“Revenge” di Coralie Fargeat – Recensione

Revenge

Revenge (2018), lungometraggio d’esordio alla regia per Coralie Fargeat, è un brillante esempio di pellicola rape and revenge che si dimostra in grado di presentare qualcosa di nuovo all’interno dei confini di un filone che normalmente non lascia molto spazio di manovra per essere corroborato da elementi che si presentino come efficacemente originali. L’operazione attuata dalla regista francese è in tal senso un tentativo interessante di riflessione che si dà non solo come un mero discorso sulla mercificazione del corpo femminile e nello specifico nella sua riduzione a oggetto da essere usato, manipolato e abbandonato, bensì si dà allo stesso tempo come un tentativo di ribaltare il sistema patriarcale in favore di una ridefinizione completa di genere che deve necessariamente passare attraverso il sovvertimento totale del dominio machista.

La trama del film racconta della relazione clandestina tra Jennifer, una giovane ragazza americana interpretata dall’attrice e modella italiana Matilda Lutz, e Richard, un milionario con moglie e figli.

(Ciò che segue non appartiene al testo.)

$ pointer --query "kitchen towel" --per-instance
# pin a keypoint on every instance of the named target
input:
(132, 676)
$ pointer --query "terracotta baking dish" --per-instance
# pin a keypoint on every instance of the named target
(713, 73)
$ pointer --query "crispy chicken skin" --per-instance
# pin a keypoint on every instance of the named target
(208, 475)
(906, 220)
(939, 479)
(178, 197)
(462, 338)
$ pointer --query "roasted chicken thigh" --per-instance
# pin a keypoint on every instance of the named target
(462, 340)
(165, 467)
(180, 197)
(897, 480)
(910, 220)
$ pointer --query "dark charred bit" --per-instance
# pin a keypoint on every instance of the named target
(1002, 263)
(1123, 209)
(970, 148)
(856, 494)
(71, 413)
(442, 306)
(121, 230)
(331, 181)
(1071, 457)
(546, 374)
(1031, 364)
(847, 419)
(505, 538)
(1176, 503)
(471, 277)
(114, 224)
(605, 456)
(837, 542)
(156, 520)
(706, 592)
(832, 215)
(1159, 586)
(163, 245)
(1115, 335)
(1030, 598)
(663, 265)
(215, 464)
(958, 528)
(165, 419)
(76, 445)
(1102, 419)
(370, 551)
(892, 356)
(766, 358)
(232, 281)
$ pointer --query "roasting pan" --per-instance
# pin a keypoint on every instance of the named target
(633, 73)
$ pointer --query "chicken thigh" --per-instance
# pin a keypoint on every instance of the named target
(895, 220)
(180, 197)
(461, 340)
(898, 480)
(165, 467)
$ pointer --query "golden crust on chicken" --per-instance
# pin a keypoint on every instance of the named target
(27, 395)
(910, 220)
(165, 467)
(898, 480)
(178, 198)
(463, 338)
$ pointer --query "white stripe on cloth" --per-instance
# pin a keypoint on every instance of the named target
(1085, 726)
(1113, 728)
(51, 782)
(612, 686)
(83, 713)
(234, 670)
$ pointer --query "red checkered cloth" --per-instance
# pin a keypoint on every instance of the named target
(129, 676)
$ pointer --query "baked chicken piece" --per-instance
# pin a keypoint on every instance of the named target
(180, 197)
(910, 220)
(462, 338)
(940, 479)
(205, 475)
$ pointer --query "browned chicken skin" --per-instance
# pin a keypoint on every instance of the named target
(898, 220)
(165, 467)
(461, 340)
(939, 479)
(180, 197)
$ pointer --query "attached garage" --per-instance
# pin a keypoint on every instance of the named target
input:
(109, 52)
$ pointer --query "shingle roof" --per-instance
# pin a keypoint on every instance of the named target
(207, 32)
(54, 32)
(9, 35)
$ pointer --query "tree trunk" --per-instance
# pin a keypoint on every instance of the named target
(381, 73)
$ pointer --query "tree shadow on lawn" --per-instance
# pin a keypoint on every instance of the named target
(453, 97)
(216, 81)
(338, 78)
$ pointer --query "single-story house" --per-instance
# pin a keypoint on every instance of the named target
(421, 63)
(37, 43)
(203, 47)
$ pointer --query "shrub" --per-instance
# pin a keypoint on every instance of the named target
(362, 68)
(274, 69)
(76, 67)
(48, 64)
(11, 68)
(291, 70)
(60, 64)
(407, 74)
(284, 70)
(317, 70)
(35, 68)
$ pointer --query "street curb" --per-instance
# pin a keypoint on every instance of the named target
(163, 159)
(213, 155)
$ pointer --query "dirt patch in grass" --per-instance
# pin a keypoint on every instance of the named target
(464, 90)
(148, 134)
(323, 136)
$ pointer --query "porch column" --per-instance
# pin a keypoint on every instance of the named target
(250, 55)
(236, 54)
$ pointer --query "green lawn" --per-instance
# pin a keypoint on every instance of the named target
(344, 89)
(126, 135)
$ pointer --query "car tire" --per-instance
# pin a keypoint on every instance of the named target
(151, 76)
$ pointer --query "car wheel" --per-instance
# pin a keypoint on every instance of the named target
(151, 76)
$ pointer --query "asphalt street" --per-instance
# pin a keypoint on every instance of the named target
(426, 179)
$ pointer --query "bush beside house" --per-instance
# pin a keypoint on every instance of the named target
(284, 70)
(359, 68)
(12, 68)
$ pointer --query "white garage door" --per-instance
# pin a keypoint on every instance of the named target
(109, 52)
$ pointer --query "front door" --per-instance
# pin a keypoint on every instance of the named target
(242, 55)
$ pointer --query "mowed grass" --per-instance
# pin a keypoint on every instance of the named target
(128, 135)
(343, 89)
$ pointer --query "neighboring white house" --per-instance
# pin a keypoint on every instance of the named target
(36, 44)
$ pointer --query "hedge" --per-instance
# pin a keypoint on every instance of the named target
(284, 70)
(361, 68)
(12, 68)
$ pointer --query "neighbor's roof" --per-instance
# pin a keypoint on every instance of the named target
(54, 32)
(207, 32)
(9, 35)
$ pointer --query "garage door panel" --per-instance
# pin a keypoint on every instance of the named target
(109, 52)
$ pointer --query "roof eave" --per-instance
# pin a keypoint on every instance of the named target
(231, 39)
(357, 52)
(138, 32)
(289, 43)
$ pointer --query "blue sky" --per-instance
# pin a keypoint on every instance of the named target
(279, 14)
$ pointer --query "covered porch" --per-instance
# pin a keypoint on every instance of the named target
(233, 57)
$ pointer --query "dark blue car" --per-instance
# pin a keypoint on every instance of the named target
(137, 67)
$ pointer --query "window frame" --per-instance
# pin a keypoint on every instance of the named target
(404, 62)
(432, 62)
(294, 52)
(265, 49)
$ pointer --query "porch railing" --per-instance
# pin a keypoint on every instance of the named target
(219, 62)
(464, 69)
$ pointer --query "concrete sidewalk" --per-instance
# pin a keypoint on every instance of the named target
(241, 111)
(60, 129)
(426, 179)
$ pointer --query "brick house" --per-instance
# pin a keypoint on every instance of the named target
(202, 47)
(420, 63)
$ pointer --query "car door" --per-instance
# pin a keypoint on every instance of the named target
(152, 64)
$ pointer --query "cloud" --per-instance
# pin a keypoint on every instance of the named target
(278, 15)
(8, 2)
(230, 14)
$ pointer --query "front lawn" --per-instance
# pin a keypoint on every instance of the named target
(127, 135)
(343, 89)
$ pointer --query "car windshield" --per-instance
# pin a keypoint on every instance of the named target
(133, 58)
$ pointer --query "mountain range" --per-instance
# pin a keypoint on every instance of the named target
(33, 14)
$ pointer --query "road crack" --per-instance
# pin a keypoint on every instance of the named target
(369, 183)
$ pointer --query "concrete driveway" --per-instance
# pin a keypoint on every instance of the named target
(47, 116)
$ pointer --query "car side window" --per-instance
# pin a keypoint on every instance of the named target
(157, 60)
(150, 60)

I due passano del tempo insieme nell’enorme villa di quest’ultimo, situata nel bel mezzo del deserto, e vengono raggiunti da altri due individui, Stan e Dimitri, che hanno in programma di andare a caccia insieme a Richard. La ragazza diventerà presto oggetto di abuso per Stan, mentre Richard, nel tentativo di coprire la sua relazione illegittima insieme alle azioni dell’amico, deciderà di liberarsi di Jennifer spingendola giù da un dirupo. La caduta tuttavia non è fatale e la ragazza sopravvive, spingendo così i tre uomini a darle la caccia nel deserto.

I tratti che stanno alla base della ricerca cinematografica della regista francese si presentano in un interessante mix stilistico che si muove a cavallo tra la cosiddetta estetica neon alla Spring Breakers (2013, Harmony Korine) nella parte iniziale del film e il body horror, passando allo stesso tempo attraverso un’ossatura camp che fornisce a Revenge il giusto equilibrio tra ironia e serietà, invitando apertamente lo spettatore a chiudere un occhio di fronte ad alcuni estremismi narrativi. Il ricorso alla sospensione dell’incredulità è d’obbligo in una pellicola di questo tipo, anche perché, come anticipato, il punto del film di Coralie Fargeat non risiede nel presentare un intreccio intelligente e ricco di twist per l’intrattenimento dei suoi fruitori bensì sta nei sottotesti impliciti ed espliciti che vuole far emergere.

Revenge

La chiave di lettura maggiormente evidente dell’opera, a partire direttamente dal titolo, è la dimensione della vendetta. La riduzione ad oggetto di Jennifer, prima usata da Richard come valvola di sfogo all’infuori delle catene del matrimonio, poi da Stan come vittima sacrificale del suo desiderio di dominio (insieme all’indifferenza ingorda di Dimitri, visibilmente sottolineata dalla regia di Fargeat), è il punto di partenza del film. La trasformazione di Jennifer da preda a cacciatrice è una conseguenza classica del filone al quale Revenge fa riferimento, ma si dimostra tuttavia interessante da seguire nel suo sottintendere la necessità di alterare il punto di vista che vede il maschio ora dominato dalla vendetta della protagonista, non solo fermandosi alla banale idea del bisogno compensatorio di quest’ultima, bensì rendendo la ritorsione un vero e proprio sovvertimento sociale dei ruoli di genere, identificando il patriarcato come un sistema vetusto che deve necessariamente essere eliminato.

Dove brilla però maggiormente Revenge a differenza di opere recenti simili come, per citarne una, I Spit on Your Grave (2010, Steven R. Monroe), insieme alla sua resa stilistica, è nell’enfatizzare lo statuto di Jennifer come sopravvissuta prima ancora di cercare di legittimare le sue azioni vendicative. Così, Revenge carica ulteriormente di significato il proprio apparato retorico, sottolineando a dovere come l’abuso mercificatore non sia solamente un pretesto per giustificare l’origine di un desiderio di vendetta e di cambiamento dello status quo: ciò che è importante invece, sembra essere soprattutto il valore della sopravvivenza di chi è stato sottoposto a tali violenze, intendendo in senso più ampio non solo l’effettiva fisicità dell’essere ancora qui ma anche la dimensione della memoria e del ricordo.

Nel suo esordio dunque, Coralie Fargeat realizza un film stimolante sul piano riflessivo, senza allo stesso tempo tralasciare un certo tipo di intrattenimento macabro proprio del rape and revenge che, in ultima analisi, definisce Revenge come un prodotto capace di affrontare la serietà di certi argomenti con un tono ibrido, tra l’ironico e il grave, che ben si adatta al suo stile eclettico e a volte kitsch.